*shrug* my post is late due to technical issues.
The second Tuesday of the month is upon us once again. That means it is time for another group blog party called TSQLTuesday. This party that was started by Adam Machanic has now been going for long enough that changes have happened (such as Steve Jones (b | t) managing it now). For a nice long read, you can find a nice roundup of all TSQLTuesdays over here.
This month, we are looking at the 10 yr anniversary of this long standing blog party / tradition. For the 10 yr party, everybody has the opportunity
to bag elaborate on something questionable they have seen being done as it relates to SQL Server.

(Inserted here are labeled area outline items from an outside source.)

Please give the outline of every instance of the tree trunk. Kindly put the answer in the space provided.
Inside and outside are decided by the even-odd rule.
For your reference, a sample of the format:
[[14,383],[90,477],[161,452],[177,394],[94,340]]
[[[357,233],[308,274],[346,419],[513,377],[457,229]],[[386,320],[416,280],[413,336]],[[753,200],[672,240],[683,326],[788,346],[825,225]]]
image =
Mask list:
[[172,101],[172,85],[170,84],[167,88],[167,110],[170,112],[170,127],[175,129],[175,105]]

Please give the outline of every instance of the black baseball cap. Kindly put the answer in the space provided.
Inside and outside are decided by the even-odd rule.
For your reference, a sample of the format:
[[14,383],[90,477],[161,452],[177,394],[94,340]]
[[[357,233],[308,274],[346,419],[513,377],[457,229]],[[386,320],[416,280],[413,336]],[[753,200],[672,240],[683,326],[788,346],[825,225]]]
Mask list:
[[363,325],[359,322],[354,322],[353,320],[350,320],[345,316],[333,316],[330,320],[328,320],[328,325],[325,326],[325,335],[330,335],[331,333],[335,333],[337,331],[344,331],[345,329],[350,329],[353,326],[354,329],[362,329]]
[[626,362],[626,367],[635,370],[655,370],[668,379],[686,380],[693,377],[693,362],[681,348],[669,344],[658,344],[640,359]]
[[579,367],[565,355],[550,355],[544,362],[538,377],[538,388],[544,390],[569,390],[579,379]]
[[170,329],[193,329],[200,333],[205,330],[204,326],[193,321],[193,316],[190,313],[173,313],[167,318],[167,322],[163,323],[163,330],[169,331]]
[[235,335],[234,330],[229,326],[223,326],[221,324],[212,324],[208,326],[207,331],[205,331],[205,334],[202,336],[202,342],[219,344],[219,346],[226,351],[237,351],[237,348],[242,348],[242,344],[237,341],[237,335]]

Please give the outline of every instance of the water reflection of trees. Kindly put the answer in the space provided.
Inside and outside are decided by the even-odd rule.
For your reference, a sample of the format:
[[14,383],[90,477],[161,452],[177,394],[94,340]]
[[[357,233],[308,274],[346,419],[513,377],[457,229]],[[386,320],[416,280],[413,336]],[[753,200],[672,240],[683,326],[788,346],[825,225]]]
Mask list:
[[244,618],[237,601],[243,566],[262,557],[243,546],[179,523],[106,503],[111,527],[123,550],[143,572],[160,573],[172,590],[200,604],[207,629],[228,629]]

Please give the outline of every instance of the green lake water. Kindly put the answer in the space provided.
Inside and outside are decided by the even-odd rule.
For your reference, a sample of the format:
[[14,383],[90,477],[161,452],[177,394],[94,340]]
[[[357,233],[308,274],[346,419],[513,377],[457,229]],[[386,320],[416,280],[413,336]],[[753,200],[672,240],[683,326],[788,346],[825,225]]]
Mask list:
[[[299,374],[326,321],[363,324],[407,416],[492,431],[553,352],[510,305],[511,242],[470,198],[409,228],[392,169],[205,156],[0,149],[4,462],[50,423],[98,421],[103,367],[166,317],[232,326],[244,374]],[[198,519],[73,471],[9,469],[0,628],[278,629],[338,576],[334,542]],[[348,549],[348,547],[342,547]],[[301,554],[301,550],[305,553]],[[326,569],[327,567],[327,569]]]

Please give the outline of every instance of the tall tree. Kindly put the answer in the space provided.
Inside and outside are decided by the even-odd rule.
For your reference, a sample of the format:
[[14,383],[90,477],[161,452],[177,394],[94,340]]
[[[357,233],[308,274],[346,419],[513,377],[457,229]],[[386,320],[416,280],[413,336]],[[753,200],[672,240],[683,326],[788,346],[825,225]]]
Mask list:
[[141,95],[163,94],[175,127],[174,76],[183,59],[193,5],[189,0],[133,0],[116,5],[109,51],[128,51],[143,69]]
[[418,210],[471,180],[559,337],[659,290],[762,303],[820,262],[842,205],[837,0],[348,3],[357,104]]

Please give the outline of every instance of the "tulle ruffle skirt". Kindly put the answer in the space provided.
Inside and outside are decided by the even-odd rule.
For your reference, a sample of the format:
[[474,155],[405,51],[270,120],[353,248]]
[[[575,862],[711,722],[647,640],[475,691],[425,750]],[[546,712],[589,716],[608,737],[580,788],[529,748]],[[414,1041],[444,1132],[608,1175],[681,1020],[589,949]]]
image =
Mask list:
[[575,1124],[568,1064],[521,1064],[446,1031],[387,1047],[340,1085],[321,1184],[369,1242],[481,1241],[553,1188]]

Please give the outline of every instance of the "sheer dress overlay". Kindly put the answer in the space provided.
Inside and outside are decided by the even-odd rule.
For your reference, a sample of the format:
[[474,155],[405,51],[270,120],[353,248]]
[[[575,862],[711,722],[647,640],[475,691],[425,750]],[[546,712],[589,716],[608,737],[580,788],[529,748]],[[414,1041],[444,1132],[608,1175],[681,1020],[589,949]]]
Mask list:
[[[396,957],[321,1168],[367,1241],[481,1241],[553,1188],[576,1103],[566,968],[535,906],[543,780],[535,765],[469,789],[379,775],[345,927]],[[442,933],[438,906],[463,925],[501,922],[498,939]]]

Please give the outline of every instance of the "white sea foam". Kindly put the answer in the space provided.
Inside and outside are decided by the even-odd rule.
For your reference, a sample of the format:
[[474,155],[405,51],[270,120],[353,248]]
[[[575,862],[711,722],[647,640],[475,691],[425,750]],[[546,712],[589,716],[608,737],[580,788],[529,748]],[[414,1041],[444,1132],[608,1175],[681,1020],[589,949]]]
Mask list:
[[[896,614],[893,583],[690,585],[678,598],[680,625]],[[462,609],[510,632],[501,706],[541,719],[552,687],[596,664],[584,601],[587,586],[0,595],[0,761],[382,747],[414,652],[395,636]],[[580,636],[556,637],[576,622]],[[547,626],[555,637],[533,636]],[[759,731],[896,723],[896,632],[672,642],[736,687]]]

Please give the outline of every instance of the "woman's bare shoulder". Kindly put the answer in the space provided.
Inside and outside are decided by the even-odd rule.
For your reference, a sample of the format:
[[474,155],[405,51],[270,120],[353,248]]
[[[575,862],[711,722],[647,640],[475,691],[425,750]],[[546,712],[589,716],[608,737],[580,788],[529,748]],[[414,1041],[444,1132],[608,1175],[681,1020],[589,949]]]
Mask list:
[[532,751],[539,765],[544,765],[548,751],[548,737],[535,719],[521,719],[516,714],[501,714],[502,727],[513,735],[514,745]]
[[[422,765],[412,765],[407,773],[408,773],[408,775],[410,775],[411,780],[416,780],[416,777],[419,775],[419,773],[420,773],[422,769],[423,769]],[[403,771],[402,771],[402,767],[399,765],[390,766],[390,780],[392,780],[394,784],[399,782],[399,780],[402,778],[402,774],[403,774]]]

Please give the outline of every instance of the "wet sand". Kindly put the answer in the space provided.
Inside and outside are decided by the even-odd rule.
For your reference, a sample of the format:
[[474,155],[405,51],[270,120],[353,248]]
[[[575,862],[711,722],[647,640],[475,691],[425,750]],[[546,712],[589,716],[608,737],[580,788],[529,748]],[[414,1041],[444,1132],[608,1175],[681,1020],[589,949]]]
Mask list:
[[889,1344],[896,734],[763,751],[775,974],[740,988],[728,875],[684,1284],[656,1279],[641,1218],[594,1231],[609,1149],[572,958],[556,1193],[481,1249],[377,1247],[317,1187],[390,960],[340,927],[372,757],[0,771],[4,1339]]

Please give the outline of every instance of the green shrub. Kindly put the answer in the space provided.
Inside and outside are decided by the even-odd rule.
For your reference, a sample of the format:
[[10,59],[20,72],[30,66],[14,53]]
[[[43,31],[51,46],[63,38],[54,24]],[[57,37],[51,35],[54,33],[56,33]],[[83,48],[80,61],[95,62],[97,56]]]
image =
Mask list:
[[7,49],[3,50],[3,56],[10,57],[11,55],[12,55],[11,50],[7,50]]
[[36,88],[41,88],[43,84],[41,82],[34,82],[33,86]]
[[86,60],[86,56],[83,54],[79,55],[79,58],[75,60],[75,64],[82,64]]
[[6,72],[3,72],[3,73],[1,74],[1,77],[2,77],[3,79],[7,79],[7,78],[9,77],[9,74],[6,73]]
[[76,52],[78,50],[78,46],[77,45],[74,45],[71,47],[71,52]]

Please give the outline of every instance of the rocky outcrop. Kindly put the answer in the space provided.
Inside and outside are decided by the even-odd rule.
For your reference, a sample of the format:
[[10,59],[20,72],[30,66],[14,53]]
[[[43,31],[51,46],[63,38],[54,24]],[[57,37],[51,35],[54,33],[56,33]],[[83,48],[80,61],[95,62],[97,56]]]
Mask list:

This is a topic that I know has sparked a lot of commentary by the host Wayne Sheffield (b | t). In Wayne’s invite, he says “Not too long ago, I ran across a situation where I was scratching my head, wondering why something had been implemented the way it had been (you can read about it here). And that gave me the idea for this T-SQL Tuesday topic.”
Take a moment to read about his “aha this is odd” moment and then you can totally see the tone that was intended for this months topic.
My topic (be it ever so late) is about some rather large frustrations with phantom backup processes that were interfering with the normal backup operations, production performance, and were running at random intervals throughout the day sometimes as much as 12 times during normal business hours.
Every single time these backups kicked off, we would get I/O frozen alerts and failed logins until the I/O was unfrozen. Sometimes it would last as little as seven seconds and sometimes lasting for an uncomfortable minute or so.
In working with the sysadmins they kept insisting that it must have been something configured within SQL Server. Each time they insisted, we would have to rehash the scheduled backups in SQL Server as well as validate any windows scheduled tasks. Here is what some of those backups looked like from within SQL Server.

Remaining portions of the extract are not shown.